Verás, con cada uno de sus milagros y en cada uno de sus sermones, Jesús estaba haciendo y respaldando con hechos, afirmaciones acerca de Él mismo que ningún otro hombre había hecho antes. Toma como ejemplo el sermón más famoso de Jesús, el Sermón del Monte en Mateo 5-7. A primera vista, casi parece un típico discurso moralista, de esos que te dicen como vivir y como no vivir. No jures; no cometas adulterio; no seas lujurioso; no te enojes. Pero míralo de nuevo, y te darás cuenta que el “cómo comportarse” no es el tema principal. De hecho, el Sermón del Monte trata primordialmente sobre Jesús que hace la atrevida afirmación de que tiene el derecho de interpretar la Ley del Antiguo Testamento de Israel— ¡de darle el verdadero significado y explicar la razón original de su existencia! Es por eso que Jesús dice una y otra vez en su sermón, “Oíste que fue dicho. . . pero yo os digo”.15 El énfasis está en Yo. Jesús está haciendo una afirmación radical de que Él es el legítimo Legislador de la nación de Israel. Lo que es más, observa desde dónde está haciendo esta afirmación: Él lo está haciendo deliberadamente desde la cumbre de un monte, y como todo israelita lo hubiera recordado, el gran Dador de la Ley (es decir, Dios) le dio a su pueblo la Ley del Antiguo Testamento hablándoles ¡desde la cumbre de una montaña!16 ¿Lo ves? Jesús estaba demandando para sí mismo la asombrosa autoridad que nadie más se hubiera atrevido a reclamar.

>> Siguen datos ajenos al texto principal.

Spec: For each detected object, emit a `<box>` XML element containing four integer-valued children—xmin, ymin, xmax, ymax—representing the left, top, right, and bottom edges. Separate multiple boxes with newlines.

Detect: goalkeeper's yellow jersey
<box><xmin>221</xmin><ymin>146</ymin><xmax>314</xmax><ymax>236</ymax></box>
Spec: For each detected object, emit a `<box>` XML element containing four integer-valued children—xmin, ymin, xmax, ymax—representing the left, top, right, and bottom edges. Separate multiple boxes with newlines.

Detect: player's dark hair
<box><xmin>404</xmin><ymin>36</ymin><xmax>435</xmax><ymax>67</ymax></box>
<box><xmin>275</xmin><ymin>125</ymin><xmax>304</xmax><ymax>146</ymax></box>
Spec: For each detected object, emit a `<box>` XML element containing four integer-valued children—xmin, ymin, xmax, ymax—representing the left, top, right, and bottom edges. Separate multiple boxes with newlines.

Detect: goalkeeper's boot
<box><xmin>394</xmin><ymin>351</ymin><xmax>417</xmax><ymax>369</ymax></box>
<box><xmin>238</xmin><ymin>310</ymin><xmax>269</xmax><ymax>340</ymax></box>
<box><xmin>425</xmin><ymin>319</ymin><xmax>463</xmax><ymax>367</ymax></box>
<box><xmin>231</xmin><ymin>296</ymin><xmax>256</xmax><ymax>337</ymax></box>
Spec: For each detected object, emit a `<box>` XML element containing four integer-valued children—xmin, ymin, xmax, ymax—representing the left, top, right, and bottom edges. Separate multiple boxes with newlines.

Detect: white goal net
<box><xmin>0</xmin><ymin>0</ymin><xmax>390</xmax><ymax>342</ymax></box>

Y luego también está lo que le dijo desde la tumba de un hombre a Marta, la hermana del difunto: “Tu hermano resucitará”. Parece ser que Marta agradecía el recordatorio. “Yo sé”, respondió, “resucitará en la resurrección, en el día postrero”. En otras palabras, sí, sí lo sé; gracias por tus amables palabras; me traen mucho consuelo en este tiempo difícil. Pero ella no entendía lo que Jesús quería decir. Hubiera sido muy asombroso si en ese momento Jesús le hubiera dicho, “No, quiero decir que resucitará en unos minutos, cuando yo se lo ordene”. Pero Él dijo algo más. Dijo, “Yo soy la resurrección y la vida”.17 ¡No sigas de largo y te lo pierdas! No dice meramente “yo puedo dar vida”, sino “¡Yo soy la vida!”

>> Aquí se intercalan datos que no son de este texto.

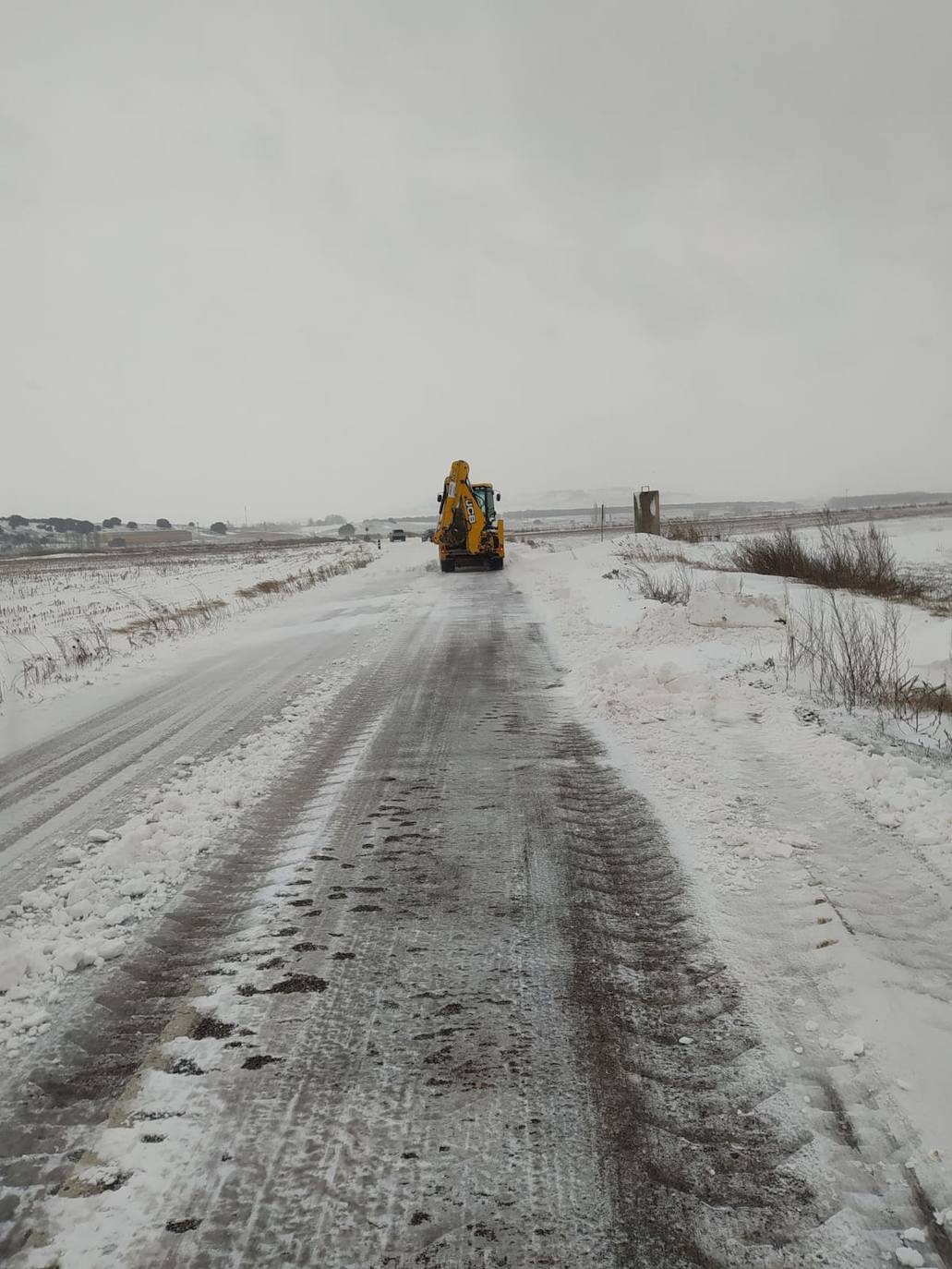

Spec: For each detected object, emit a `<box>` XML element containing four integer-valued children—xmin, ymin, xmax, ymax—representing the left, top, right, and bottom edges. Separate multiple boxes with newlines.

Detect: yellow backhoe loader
<box><xmin>433</xmin><ymin>458</ymin><xmax>505</xmax><ymax>573</ymax></box>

Honestamente, ¿qué tipo de hombre dice cosas como esas? ¿Qué tipo de hombre escucha a un amigo decirle con admiración, “Tú eres el Cristo, el Hijo del Dios viviente”, y le responde, diciendo: “Tienes razón. Y fue Dios mismo quien te lo reveló”? A qué tipo de hombre le preguntan los gobernantes de su nación, “Eres tú el Cristo, el Hijo de Dios” y les responde, “Tú lo has dicho; y además os digo, que desde ahora veréis al Hijo del Hombre sentado a la diestra del poder de Dios, y viniendo en las nubes del cielo”.18
Ningún hombre ordinario, tenlo por seguro—no uno que solo quiere ser reconocido como un gran maestro, o honrado como una buena persona, o recordado como un filósofo influyente. No, una persona que habla en estos términos está declarando algo mucho más grande y más glorioso y profundamente revolucionario que cualquiera de ellos. Y eso es exactamente lo que Jesús estaba haciendo, por lo menos para aquellos que estaban prestando atención.
Él estaba declarando ser el Rey de Israel—y de la humanidad—.